I saw a video on the Abandoned UK Youtube channel of this farmhouse about 6 months ago and realised it must be quite near to me, but for the life of me couldn't find it.
Roll on to last week when I was scouring maps and I saw something that looked Derpy, so I thought i would go check it out in the last couple hours of daylight.

As soon as I stepped onto the site I realised what that it was Tall Trees. I've driven right past here numerous times and never had a clue it was there 


*History*

Copying a bit of history from Abandoned UK's description here as he has done an excellent job at digging it all up!

The building is Late 19th century and was previously named Tall Trees. Previously owned by the Frank Brothers who worked in building and brickmaking.

The outbuilding and sheds were more recently used for car repairs. The car ramp/pit is still there.

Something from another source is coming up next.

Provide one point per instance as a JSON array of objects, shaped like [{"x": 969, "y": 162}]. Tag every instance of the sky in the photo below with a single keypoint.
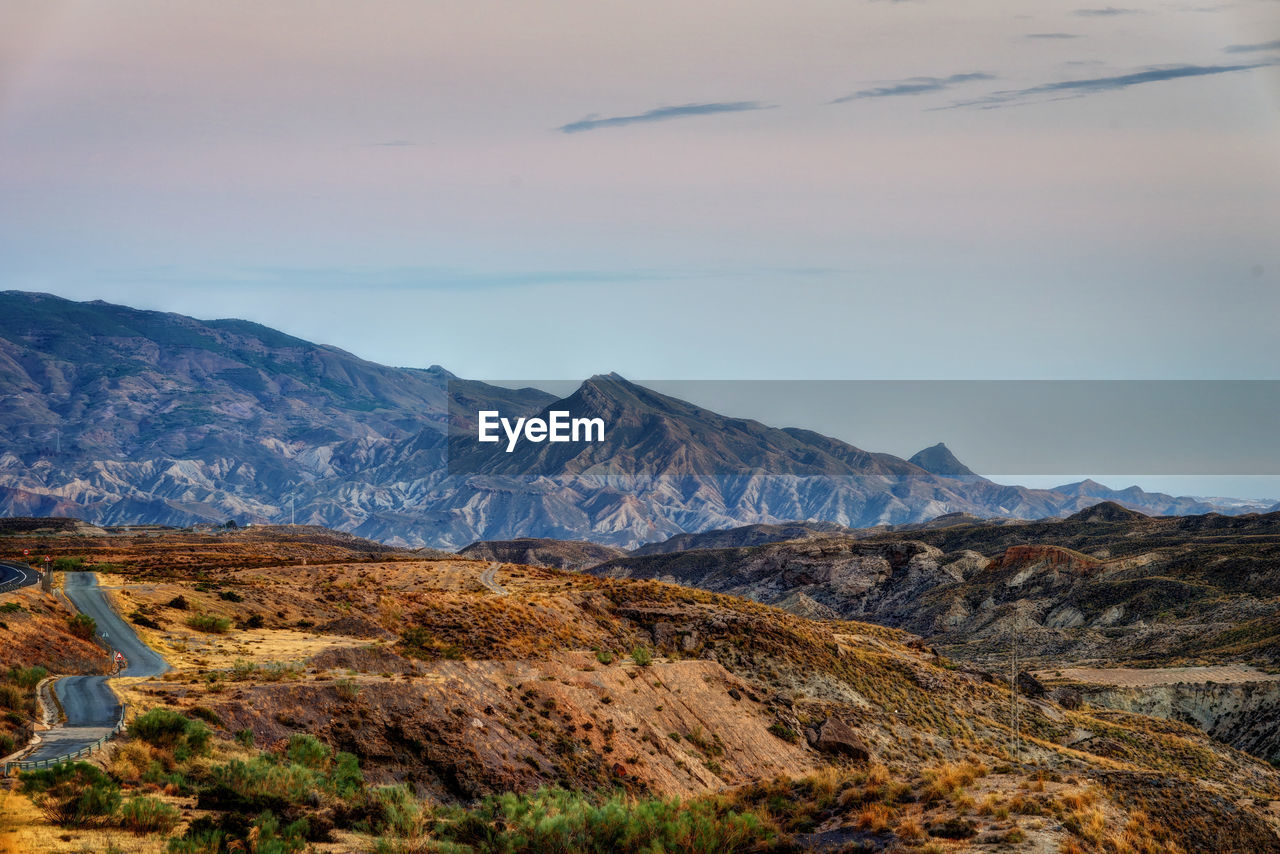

Judging from the historical Google Earth images, the farm became derelict sometime after 2005. The site was very overgrown up until the last year or so when a lot of the land was cleared and new fences were erected. 


*The Explore*

I had a nice easy explore split over two evening trips. A rather marvelous mooch. 

The Farmhouse itself is quite empty and bare, but still retains many beautiful features. The house is surprisingly solid for its age, but some of the floorboards upstairs don't look entirely safe. 

Although there is some graffiti and smashed windows, I think its held up pretty well. 

It would certainly make a lovely home if re-developed.



*Photos*


*Externals*

































*The Farmhouse*















































*The Outbuildings*


----------



## smiler (Apr 8, 2017)

Loved that set Grom, the exterior shots are Damn good, Proper Job, Thanks


----------



## krela (Apr 8, 2017)

That has been well tidied hasn't it? Thanks for posting.


----------



## Rubex (Apr 8, 2017)

Nice find Gromr  fantastic pics!


----------



## Sam Haltin (Apr 8, 2017)

Nicely done. Definitely worth a renovation. It has a nice outhouse area.


----------



## flyboys90 (Apr 9, 2017)

Nice one.Thanks for sharing.


----------